MLTK uses mltk.predictor.evaluation.ConvergenceTester class to keep track of the series of metric values and determines whether the series is converged or not. There are three main parameters to test convergence; minNumPoints, n and c. The series has to be at least minNumPoints long to be eligible for convergence test. Once a series is at least minNumPoints long, we find the index idx for the best metric value so far. We say a series is converged if idx + n < size * c, where size is the current number of points in the series. The intuition is that the best metric value should be peaked (or bottomed) with a wide margin.

With n and c we can implement complex convergence rules, but there are two common cases.

  • n = 0 and c in [0, 1]

For example, n = 0 and c = 0.8. This means there should be at least 20% of points after the best metric value. Smaller value in c leads to a more conservative convergence test. This setting is recommended in training boosted tree ensembles.

  • n > 0 and c = 1.0

Sometimes we need to make sure there are at least n points after the peak (or bottom). For example, when training GAM model, it is recommended to test at least k passes after the peak (or bottom), where a pass means iterating over all p features. This translates to setting n = k * p.

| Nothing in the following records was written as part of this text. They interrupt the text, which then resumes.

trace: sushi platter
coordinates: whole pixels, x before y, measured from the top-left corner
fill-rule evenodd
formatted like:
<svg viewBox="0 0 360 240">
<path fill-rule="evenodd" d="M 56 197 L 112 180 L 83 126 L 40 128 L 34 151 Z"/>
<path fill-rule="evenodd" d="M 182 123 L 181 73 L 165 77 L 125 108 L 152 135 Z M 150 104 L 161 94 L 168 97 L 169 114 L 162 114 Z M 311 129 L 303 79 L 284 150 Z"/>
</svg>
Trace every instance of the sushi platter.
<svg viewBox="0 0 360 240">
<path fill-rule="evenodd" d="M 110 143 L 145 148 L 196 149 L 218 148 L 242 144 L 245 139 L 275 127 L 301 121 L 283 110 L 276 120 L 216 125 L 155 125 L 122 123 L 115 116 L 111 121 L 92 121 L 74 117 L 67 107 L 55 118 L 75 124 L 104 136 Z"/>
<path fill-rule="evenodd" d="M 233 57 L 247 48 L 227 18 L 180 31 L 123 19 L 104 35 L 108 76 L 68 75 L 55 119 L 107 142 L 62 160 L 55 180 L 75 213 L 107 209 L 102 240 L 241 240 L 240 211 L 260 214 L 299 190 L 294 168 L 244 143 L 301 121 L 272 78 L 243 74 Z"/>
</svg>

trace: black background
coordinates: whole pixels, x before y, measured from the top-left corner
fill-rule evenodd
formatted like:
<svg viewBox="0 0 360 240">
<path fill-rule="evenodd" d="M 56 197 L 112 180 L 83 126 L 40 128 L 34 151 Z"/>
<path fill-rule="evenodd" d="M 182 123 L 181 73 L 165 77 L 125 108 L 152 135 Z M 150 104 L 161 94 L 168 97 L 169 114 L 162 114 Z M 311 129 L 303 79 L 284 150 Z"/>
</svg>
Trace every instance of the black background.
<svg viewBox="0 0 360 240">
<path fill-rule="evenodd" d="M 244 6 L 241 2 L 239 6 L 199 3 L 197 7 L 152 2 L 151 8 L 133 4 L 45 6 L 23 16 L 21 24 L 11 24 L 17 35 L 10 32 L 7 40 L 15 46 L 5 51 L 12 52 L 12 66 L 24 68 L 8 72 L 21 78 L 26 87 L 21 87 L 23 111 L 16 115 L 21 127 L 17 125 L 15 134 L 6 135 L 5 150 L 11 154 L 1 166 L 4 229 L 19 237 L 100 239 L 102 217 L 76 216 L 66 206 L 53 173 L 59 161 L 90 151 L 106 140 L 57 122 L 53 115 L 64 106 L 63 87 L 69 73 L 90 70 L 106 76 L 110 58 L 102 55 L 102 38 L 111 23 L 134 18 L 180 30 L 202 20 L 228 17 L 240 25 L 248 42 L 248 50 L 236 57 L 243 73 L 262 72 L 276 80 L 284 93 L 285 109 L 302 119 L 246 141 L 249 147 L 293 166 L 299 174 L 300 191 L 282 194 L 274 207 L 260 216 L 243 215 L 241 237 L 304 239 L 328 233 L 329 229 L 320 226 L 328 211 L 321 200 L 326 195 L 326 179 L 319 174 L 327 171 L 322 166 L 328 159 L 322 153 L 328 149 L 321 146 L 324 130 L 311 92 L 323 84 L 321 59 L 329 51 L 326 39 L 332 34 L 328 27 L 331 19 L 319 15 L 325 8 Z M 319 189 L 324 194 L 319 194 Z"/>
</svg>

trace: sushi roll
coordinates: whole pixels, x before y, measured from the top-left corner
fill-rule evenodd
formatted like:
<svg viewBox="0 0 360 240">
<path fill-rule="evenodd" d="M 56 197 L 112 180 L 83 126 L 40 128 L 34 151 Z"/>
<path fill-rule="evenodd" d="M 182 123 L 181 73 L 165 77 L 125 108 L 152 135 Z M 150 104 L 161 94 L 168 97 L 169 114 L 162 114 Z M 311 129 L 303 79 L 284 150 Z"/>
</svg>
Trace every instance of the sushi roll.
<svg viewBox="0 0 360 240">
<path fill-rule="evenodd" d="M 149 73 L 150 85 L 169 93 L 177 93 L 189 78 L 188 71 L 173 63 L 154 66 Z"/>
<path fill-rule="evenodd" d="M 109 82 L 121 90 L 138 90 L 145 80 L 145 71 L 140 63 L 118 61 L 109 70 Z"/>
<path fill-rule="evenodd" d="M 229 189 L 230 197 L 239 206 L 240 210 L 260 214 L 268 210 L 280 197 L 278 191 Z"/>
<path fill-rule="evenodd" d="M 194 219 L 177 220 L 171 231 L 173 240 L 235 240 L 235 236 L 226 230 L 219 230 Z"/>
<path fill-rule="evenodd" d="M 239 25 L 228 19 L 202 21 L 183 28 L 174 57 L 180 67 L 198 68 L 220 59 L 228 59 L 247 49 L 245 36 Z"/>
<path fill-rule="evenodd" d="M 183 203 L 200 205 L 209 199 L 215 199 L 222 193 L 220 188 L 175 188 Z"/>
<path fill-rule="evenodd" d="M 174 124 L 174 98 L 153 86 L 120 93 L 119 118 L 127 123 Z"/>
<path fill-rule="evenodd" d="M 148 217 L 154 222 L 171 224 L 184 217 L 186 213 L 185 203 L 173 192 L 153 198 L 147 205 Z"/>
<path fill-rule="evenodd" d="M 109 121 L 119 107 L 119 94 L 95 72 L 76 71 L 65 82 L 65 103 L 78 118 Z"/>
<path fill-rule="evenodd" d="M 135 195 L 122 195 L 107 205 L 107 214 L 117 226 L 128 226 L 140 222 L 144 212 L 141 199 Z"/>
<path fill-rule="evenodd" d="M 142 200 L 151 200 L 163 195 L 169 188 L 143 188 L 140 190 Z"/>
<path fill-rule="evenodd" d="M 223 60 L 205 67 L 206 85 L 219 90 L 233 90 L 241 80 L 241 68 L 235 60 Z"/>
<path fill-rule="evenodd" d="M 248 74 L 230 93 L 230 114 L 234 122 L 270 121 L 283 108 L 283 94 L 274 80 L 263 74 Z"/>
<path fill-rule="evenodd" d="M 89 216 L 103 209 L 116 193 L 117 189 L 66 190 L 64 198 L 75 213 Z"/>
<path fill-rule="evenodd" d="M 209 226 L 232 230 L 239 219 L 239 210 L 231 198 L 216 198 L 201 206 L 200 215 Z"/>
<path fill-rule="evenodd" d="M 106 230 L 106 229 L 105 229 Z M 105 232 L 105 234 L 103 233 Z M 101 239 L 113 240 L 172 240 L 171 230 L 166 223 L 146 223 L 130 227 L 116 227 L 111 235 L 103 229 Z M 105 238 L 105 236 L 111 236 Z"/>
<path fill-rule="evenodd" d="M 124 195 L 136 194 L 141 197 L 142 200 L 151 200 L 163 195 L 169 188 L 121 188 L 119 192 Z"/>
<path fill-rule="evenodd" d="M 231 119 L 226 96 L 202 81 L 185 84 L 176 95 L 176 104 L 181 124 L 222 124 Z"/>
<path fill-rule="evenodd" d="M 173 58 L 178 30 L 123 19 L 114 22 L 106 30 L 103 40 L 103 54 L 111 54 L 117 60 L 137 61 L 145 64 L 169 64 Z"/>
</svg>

Specifying Convergence Criteria from Command Line

Most subclasses of mltk.predictor.HoldoutValidatedLearner should have an -S option that can be used to specify convergence criteria. Currently it only works on validation set. The syntax is minNumPoints[:n][:c]. For example, to require at least 200 points and c = 0.8, we can use -S 200:0:0.8. In addition, to require 200 points and n = 400, we can use -S 200:400. Default values for n and c are 0 and 1.0, respectively. A negative minNumPoints will turn off the convergence test.

Specifying Convergence Criteria in Java Code

The following code specifies minNumPoints = 200, n = 0 and c = 0.8 in LogitBoostLearner:

ConvergenceTester ct = new ConvergenceTester(200, 0, 0.8);
LogitBoostLearner learner = new LogitBoostLearner();
learner.setConvergenceTester(ct);

Model Evaluation

Evaluating Models from Command Line

MLTK uses mltk.predictor.evaluation.Evaluator class. To evaluate models from command line, use the following command:

$ java mltk.predictor.evaluation.Evaluator

It should output a message like this:

Usage: mltk.predictor.evaluation.Evaluator
-d	data set path
-m	model path
[-r]	attribute file path
[-e]	AUC (a), Error (c), Logistic Loss (l), MAE(m), RMSE (r) (default: r)

Currently MLTK supports area-under-curve (AUC), classification error (Error), logistic loss (Logistic Loss), log loss (Log Loss), mean absolute error (MAE) and root-mean-squared error (RMSE).

Some learners support customized metric, such as LogitBoostLearner. In command line, -e AUC will use AUC as metric while -e LogLoss:true will use log loss as metric. Note : is used to separate parameters; the first part is the metric name and followed by : is optional parameters. Here LogLoss:true will use the raw score to compute log loss (default is to use probability to compute log loss).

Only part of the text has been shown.